Writer/director/producer: Dylan Rhys Howard
To me this movie is about how we as a culture (particularly in Western Canada, where I’m from) need to move away from the traditionally masculine, emotionally repressed homeostasis that has been the norm for generations, and replace it with vulnerability and honesty.
By the end of the film, I hope the central character understands that, even if he might not ever express it that way. I hope we can all follow him into the future.
About Dylan Rhys Howard
Born in Wellington, New Zealand and raised in Edmonton, Alberta, Dylan Rhys Howard is an independent filmmaker whose work has been described as “quiet and upfront, honest, real, rich, fertile, built on characters with depth and complexity.”
In 2018, his short film Peak Oil was selected to be part of Telefilm Canada’s Not Short On Talent program and screened at the Marché Du Film Court at the Clermont-Ferrand International Short Film Festival in France. Peak Oil also received an Alberta Motion Picture Industries Association award for best narrative short.

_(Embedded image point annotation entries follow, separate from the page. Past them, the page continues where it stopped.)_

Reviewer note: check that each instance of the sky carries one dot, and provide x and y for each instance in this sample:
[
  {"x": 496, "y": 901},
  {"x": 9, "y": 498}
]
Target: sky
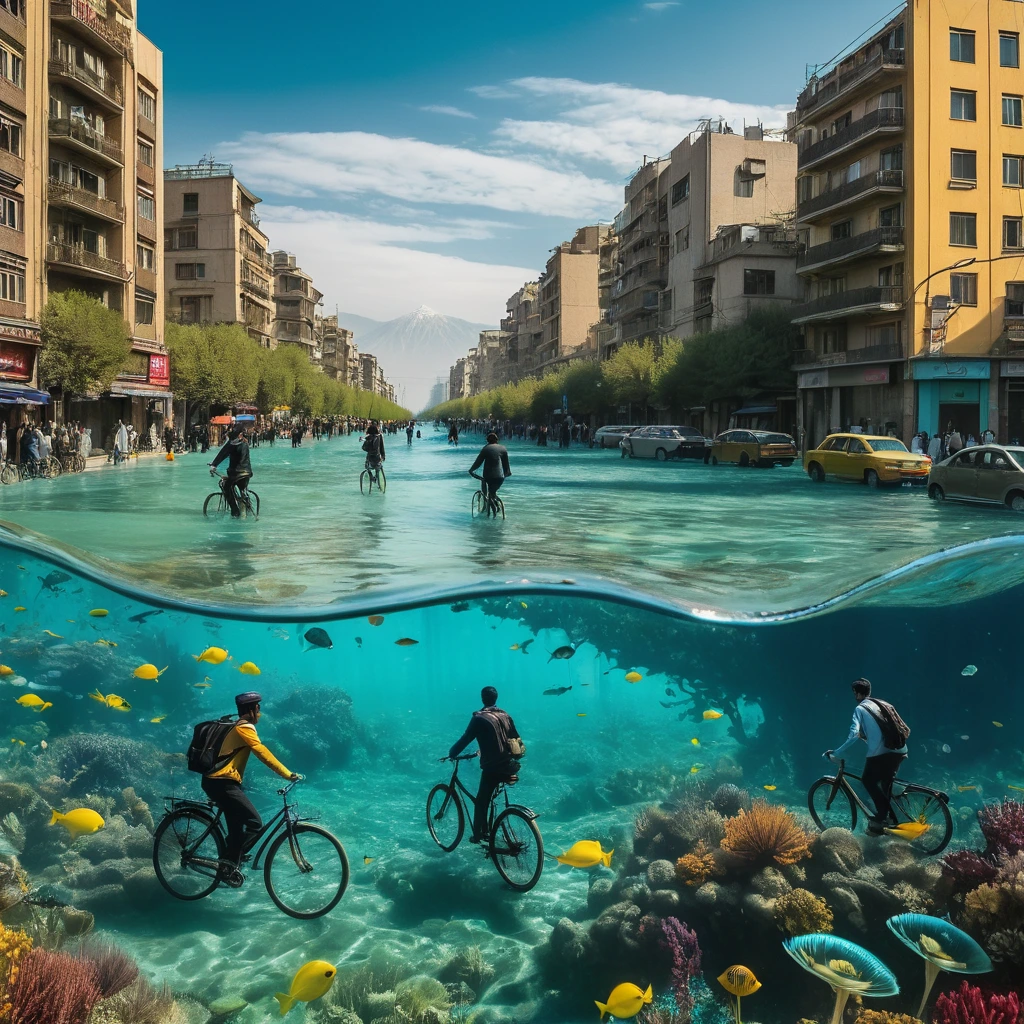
[{"x": 415, "y": 154}]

His documentary Lifetimes Of Snow, a portrait of musician Jom Comyn and the hometown they share, was named the most outstanding Albertan short documentary at NorthWest Fest in 2016. His one-minute silent film A Brief Portrait Of A Northern Summer In Progress received first place at Edmonton’s Gotta Minute Film Festival in 2015.
He has served on the board of directors for the Film And Video Arts Society – Alberta since 2016 and the Metro Cinema Society’s Programming Committee since January 2018.
When not doing any of the above, you can catch him reading Ted Hughes poems to his wife, writer Lizzie Derksen, or walking an energetic dog named Ranger who incidentally has truncated any further development of this bio, as its writing has begun to impinge on the time allocated for an afternoon walk.